Understanding different probe set ID#
Gene set or pathway analysis requires that gene sets and expression data use the same type of gene ID
(Entrez Gene ID, Gene symbol or probe set ID etc). However, this is frequently not true for the data we have.
For example, our gene sets mostly use Entrez Gene ID, but microarray datasets are frequently labeled by probe
set ID (or RefSeq transcript ID, etc.). Therefore, we need to map the probe set IDs to Entrez gene ID.

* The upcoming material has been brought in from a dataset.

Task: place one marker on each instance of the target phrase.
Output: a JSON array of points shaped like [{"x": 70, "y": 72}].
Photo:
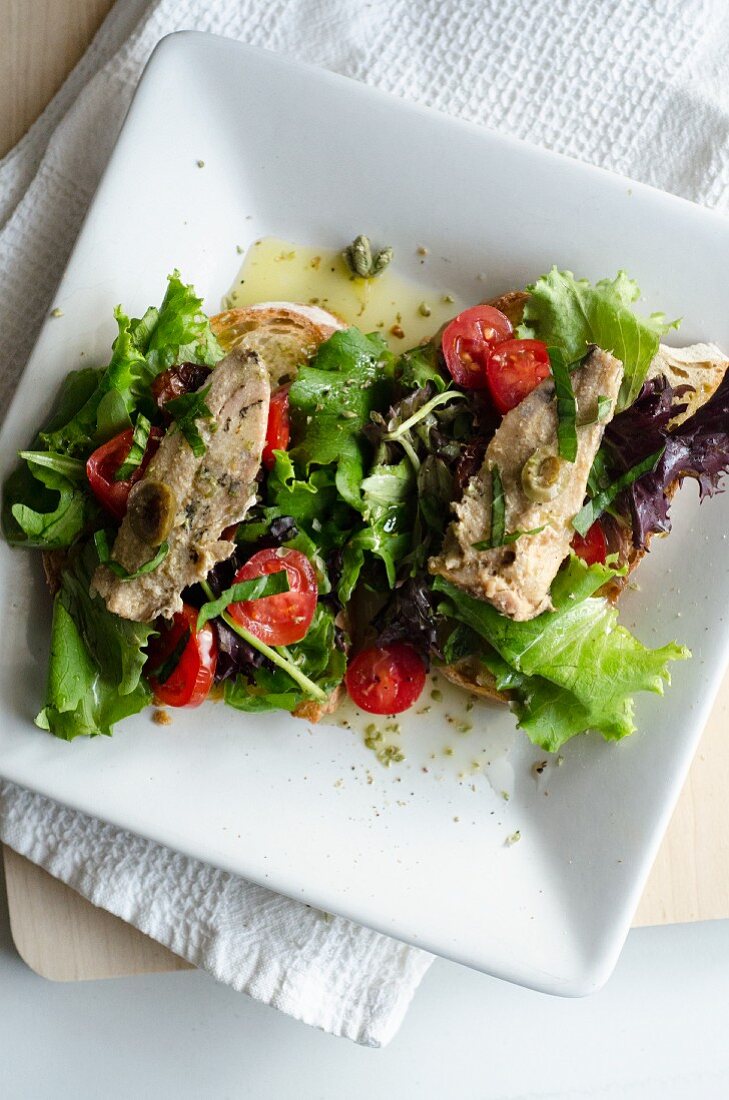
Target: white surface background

Here, we will use GSE48350 dataset that we have used in the previous section for demonstration of gene ID mapping.
In order to know what kind of probe set ID, we need to navigate to GEO record page of GSE48350. Under the Platform
tab, we can find the probe ID information.
From the record page, we know that the dataset was generated from 1 platform using the Affymetrix Human Genome U133 Plus 2.0 Array.
To convert or map the probe set IDs to Entrez gene ID, we need to find the corresponding annotation package from
Bioconductor. For analyzed data, we need to use the hgu133plus2.db and AnnotationDbi databases.
We can install the package using following R command:
suppressMessages({if (!require("BiocManager", quietly = TRUE))
suppressWarnings(install.packages("BiocManager"))
suppressWarnings(BiocManager::install("hgu133plus2.db", update = F))
suppressWarnings(BiocManager::install("AnnotationDbi", update = F))
})
In the data processing section, we successfully downloaded the dataset GSE48350 and saved it to the data sub-directory.
Now we can load the dataset and check for the Probe Set ID names by using the following command.
data = readRDS("./data/GSE48350.rds")
expression_data = data$expression_data
probeIDs = rownames(expression_data)
head(probeIDs)
- '1007_s_at'
- '1053_at'
- '117_at'
- '121_at'
- '1255_g_at'
- '1294_at'
Mapping probe IDs into gene identifiers and symbols.#
For pathway analysis, databases like Gene Ontology and KEGG use gene symbol annotation. Therefore, Probe set IDs should be mapped to gene symbol to be used in the later submodules. We can use the pre-annotated databases which are available from Bioconductor to map the probe IDs to the gene symbol. AnnotationDbi is an R package that provides an interface for connecting and querying various annotation databases using SQLite data storage while hgu133plus2.db is database to perform Probe IDs to gene symbol mapping for human data. We can use the following command to map the Probe set IDs:
suppressMessages({
library(hgu133plus2.db)
library(AnnotationDbi)
})
suppressMessages({
annotLookup <- AnnotationDbi::select(hgu133plus2.db, keys = probeIDs, columns = c('PROBEID','GENENAME','SYMBOL'))
})
head(annotLookup)
| PROBEID | GENENAME | SYMBOL | |
|---|---|---|---|
| <chr> | <chr> | <chr> | |
| 1 | 1007_s_at | discoidin domain receptor tyrosine kinase 1 | DDR1 |
| 2 | 1053_at | replication factor C subunit 2 | RFC2 |
| 3 | 117_at | heat shock protein family A (Hsp70) member 6 | HSPA6 |
| 4 | 121_at | paired box 8 | PAX8 |
| 5 | 1255_g_at | guanylate cyclase activator 1A | GUCA1A |
| 6 | 1294_at | ubiquitin like modifier activating enzyme 7 | UBA7 |
We can check the number of probe IDs that mapped to the unique gene symbols using the following command:
# Check number of the probe IDs
print(paste0("There are ",length(unique(annotLookup$PROBEID))," probe IDs that mapped to ",length(unique(annotLookup$SYMBOL))," gene symbols"))
[1] "There are 54675 probe IDs that mapped to 22189 gene symbols"
From the lookup table we can spot that a single gene symbol can be mapped to multiple probe IDs. In the next submodule, we will discuss how these mapped gene symbols can be used to identify which genes are differentially expressed.